Data validation task settings - AWS Database Migration Service

Data validation task settings

You can ensure that your data was migrated accurately from the source to the target. If you enable validation for a task, AWS DMS begins comparing the source and target data immediately after a full load is performed for a table. For more information about task data validation, its requirements, the scope of its database support, and the metrics it reports, see AWS DMS data validation. For information about how to use a task configuration file to set task settings, see Task settings example.

The data validation settings and their values include the following:

  • EnableValidation – Enables data validation when set to true. Otherwise, validation is disabled for the task. The default value is false.

  • ValidationMode – Controls how DMS validates the data in the target table compared to source table. AWS DMS provides this setting for future extensibility. Currently, the default and only valid value is ROW_LEVEL. AWS DMS validates all rows between the source and target tables.

  • FailureMaxCount – Specifies the maximum number of records that can fail validation before validation is suspended for the task. The default value is 10,000. If you want the validation to continue regardless of the number of records that fail validation, set this value higher than the number of records in the source.

  • HandleCollationDiff – When this option is set to true, the validation accounts for column collation differences in PostgreSQL and SQL Server endpoints when identifying source and target records to compare. Otherwise, any such differences in column collation are ignored for validation. Column collations can dictate the order of rows, which is important for data validation. Setting HandleCollationDiff to true resolves those collation differences automatically and prevents false positives in data validation. The default value is false.

  • RecordFailureDelayLimitInMinutes – Specifies the delay before reporting any validation failure details. Normally, AWS DMS uses the task latency to recognize actual delay for changes to make it to the target in order to prevent false positives. This setting overrides the actual delay value and enables you to set a higher delay before reporting any validation metrics. The default value is 0.

  • SkipLobColumns – When this option is set to true, AWS DMS skips data validation for all the LOB columns in the table's part of the task validation. The default value is false.

  • TableFailureMaxCount – Specifies the maximum number of rows in one table that can fail validation before validation is suspended for the table. The default value is 1,000.

  • ThreadCount – Specifies the number of execution threads that AWS DMS uses during validation. Each thread selects not-yet-validated data from the source and target to compare and validate. The default value is 5. If you set ThreadCount to a higher number, AWS DMS can complete the validation faster. However, AWS DMS then runs more simultaneous queries, consuming more resources on the source and the target.

  • ValidationOnly – When this option is set to true, the task previews data validation without performing any migration or replication of data. The default value is false. But ValidationOnly set to true is particularly useful for the following use cases:

    • After data was migrated in a separate full load task without validation enabled, you can validate data without performing another full load. Just create and run another task with ValidationOnly set to true.

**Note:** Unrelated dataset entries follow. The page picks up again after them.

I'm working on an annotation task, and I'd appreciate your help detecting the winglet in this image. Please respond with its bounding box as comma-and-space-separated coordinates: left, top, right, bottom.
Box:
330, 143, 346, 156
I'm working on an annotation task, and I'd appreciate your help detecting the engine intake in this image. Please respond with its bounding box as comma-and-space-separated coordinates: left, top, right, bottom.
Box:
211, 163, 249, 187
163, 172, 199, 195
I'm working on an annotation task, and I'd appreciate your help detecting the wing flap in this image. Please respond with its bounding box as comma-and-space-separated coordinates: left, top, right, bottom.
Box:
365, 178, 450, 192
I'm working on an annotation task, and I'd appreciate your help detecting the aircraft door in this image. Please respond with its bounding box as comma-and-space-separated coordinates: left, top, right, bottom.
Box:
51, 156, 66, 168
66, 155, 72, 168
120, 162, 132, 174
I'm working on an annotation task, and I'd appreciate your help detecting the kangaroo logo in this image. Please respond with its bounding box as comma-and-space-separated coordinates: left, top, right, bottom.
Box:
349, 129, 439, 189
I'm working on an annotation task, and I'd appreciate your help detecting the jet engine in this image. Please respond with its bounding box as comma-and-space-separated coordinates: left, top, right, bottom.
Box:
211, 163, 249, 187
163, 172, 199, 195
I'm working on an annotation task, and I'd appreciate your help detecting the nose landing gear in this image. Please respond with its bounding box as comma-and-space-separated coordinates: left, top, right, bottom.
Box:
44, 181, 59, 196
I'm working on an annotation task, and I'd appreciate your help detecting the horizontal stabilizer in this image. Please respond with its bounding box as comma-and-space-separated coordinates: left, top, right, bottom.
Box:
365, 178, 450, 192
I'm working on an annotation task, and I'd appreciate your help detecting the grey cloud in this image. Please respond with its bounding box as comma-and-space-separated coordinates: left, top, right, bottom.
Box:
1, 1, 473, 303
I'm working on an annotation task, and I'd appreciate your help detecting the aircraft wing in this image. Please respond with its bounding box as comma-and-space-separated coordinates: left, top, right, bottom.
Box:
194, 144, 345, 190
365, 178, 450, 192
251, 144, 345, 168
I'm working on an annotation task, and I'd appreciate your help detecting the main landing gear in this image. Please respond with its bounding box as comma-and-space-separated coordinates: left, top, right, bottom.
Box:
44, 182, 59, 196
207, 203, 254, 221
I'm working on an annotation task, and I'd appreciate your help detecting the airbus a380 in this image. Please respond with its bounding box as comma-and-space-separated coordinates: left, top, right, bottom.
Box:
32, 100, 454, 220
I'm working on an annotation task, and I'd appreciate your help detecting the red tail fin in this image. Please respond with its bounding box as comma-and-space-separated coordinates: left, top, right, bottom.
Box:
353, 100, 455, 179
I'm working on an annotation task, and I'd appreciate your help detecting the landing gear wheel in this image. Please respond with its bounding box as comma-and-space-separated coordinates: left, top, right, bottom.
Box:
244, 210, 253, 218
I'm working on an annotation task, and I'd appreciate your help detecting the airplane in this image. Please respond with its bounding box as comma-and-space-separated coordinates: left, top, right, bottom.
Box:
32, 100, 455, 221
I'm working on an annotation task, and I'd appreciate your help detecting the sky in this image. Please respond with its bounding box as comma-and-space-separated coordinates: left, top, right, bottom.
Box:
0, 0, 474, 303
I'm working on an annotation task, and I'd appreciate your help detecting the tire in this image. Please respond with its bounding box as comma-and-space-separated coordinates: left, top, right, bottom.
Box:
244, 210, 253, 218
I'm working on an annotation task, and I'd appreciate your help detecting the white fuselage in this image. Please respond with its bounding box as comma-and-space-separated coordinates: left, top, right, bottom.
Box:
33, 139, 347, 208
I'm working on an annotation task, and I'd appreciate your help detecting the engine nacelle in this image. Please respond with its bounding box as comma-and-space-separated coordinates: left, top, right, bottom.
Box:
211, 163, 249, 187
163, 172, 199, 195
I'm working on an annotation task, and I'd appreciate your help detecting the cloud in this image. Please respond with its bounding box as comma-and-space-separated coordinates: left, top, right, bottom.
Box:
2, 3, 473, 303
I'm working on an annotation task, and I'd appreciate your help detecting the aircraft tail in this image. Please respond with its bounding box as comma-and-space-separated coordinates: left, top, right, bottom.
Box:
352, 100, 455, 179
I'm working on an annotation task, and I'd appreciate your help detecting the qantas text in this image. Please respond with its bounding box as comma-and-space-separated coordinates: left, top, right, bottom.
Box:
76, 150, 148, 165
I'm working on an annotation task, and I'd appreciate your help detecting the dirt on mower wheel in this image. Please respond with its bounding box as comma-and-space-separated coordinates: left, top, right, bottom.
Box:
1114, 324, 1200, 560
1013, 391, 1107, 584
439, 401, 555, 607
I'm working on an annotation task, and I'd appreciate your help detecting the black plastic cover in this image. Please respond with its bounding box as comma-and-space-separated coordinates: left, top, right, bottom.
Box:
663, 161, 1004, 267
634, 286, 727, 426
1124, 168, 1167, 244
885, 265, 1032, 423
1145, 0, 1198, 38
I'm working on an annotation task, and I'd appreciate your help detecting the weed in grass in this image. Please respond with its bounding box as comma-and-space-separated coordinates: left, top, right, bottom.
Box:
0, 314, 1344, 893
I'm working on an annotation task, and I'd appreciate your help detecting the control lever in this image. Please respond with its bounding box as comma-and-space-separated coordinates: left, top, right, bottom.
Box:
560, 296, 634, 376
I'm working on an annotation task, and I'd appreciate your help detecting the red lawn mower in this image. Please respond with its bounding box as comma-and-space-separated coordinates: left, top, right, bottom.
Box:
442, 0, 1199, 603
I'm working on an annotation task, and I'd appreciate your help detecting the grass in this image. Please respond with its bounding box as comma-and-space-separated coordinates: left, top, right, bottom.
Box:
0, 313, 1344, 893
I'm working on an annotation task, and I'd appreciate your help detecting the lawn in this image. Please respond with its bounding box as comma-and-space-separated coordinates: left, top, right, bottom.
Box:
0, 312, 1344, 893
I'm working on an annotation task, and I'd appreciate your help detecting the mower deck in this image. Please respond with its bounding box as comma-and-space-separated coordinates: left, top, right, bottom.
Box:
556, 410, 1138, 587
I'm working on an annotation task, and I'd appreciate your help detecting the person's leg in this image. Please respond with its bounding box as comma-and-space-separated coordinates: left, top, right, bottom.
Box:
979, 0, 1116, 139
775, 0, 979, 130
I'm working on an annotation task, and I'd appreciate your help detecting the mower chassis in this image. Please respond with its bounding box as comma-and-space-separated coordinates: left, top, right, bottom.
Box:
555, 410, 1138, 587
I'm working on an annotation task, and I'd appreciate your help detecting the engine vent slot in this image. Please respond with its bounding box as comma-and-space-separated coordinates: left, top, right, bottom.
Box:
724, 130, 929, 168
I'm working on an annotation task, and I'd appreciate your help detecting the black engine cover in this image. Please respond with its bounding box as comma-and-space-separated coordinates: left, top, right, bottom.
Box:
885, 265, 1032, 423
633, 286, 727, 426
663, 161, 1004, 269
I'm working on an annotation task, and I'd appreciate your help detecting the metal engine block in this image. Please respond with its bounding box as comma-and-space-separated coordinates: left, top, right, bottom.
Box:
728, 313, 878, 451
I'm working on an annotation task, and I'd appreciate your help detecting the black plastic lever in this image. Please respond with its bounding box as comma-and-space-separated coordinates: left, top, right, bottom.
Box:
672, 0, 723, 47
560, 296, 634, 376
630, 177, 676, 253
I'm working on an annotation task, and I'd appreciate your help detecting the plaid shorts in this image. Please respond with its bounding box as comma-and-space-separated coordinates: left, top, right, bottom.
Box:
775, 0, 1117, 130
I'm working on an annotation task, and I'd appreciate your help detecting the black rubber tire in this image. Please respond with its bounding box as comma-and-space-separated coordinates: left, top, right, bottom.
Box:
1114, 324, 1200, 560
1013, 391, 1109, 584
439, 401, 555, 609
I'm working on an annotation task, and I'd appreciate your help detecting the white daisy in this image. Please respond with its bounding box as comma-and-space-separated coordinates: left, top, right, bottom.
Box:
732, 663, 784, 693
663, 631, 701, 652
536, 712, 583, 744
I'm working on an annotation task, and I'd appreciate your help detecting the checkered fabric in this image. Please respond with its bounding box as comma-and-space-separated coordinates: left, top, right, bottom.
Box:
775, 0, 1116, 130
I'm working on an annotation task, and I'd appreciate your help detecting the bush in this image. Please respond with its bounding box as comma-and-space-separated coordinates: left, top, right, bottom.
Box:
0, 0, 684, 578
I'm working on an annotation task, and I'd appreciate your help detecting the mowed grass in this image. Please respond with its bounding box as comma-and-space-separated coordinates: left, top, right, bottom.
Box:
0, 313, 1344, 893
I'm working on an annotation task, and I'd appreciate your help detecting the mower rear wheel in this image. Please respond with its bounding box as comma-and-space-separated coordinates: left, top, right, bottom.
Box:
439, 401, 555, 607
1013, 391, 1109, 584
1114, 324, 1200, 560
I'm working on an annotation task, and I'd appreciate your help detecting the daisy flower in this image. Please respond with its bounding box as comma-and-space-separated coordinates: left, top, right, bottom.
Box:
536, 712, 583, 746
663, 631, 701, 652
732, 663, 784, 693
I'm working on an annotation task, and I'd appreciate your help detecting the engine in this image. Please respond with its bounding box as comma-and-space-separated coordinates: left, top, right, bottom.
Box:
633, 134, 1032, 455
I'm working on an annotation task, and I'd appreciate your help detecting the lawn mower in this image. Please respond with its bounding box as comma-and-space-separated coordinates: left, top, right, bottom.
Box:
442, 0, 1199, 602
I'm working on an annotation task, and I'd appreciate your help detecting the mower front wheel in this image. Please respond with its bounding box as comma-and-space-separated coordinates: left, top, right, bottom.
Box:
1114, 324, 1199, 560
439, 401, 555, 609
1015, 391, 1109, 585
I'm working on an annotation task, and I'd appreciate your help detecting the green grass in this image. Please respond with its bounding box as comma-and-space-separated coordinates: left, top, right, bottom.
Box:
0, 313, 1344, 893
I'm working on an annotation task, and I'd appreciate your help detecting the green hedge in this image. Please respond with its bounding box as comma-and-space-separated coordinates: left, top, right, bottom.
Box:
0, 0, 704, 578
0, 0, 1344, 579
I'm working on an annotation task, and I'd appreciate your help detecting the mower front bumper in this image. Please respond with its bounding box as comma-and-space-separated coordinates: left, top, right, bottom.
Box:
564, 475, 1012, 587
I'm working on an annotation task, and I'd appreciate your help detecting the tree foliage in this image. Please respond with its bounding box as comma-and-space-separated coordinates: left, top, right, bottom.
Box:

    • During a full load task, validation only begins once the initial load is complete. But, by creating a separate ValidationOnly task, you can see early validation results and resolve any failures prior to actually moving all of the data. This approach can be more efficient than waiting to resolve failures after all the source data has been migrated to the target.

      To set this option, set the task Migration type to Replicate data changes only in the AWS DMS console. Or, in the AWS DMS API set the migration type to cdc.

      You can't modify the ValidationOnly setting after the related task is created.

  • ValidationPartialLobSize – Specifies if you want to do partial validation for LOB columns instead of validating all of the data stored in the column. This is something you might find useful when you are migrating just part of the LOB data and not the whole LOB data set. The value is in KB units. The default value is 0, which means AWS DMS validates all the LOB column data. For example, "ValidationPartialLobSize": 32 means that AWS DMS only validates the first 32KB of the column data in both the source and target.

  • PartitionSize – Specifies the batch size of records to read for comparison from both source and target. The default is 10,000.

  • ValidationQueryCdcDelaySeconds – The amount of time the first validation query is delayed on both source and target for each CDC update. This might help reduce resource contention when migration latency is high. A validation only task automatically sets this option to 180 seconds. The default is 0.

For example, the following JSON turns on data validation with twice the default number of threads. It also accounts for differences in record order caused by column collation differences in PostgreSQL endpoints. Also, it provides a validation reporting delay to account for additional time to process any validation failures.

"ValidationSettings": { "EnableValidation": true, "ThreadCount": 10, "HandleCollationDiff": true, "RecordFailureDelayLimitInMinutes": 30 }

For an Oracle endpoint, AWS DMS uses DBMS_CRYPTO to validate BLOBs. If your Oracle endpoint uses BLOBs, grant the execute permission for DBMS_CRYPTO to the user account that accesses the Oracle endpoint. To do this, run the following statement.

grant execute on sys.dbms_crypto to dms_endpoint_user;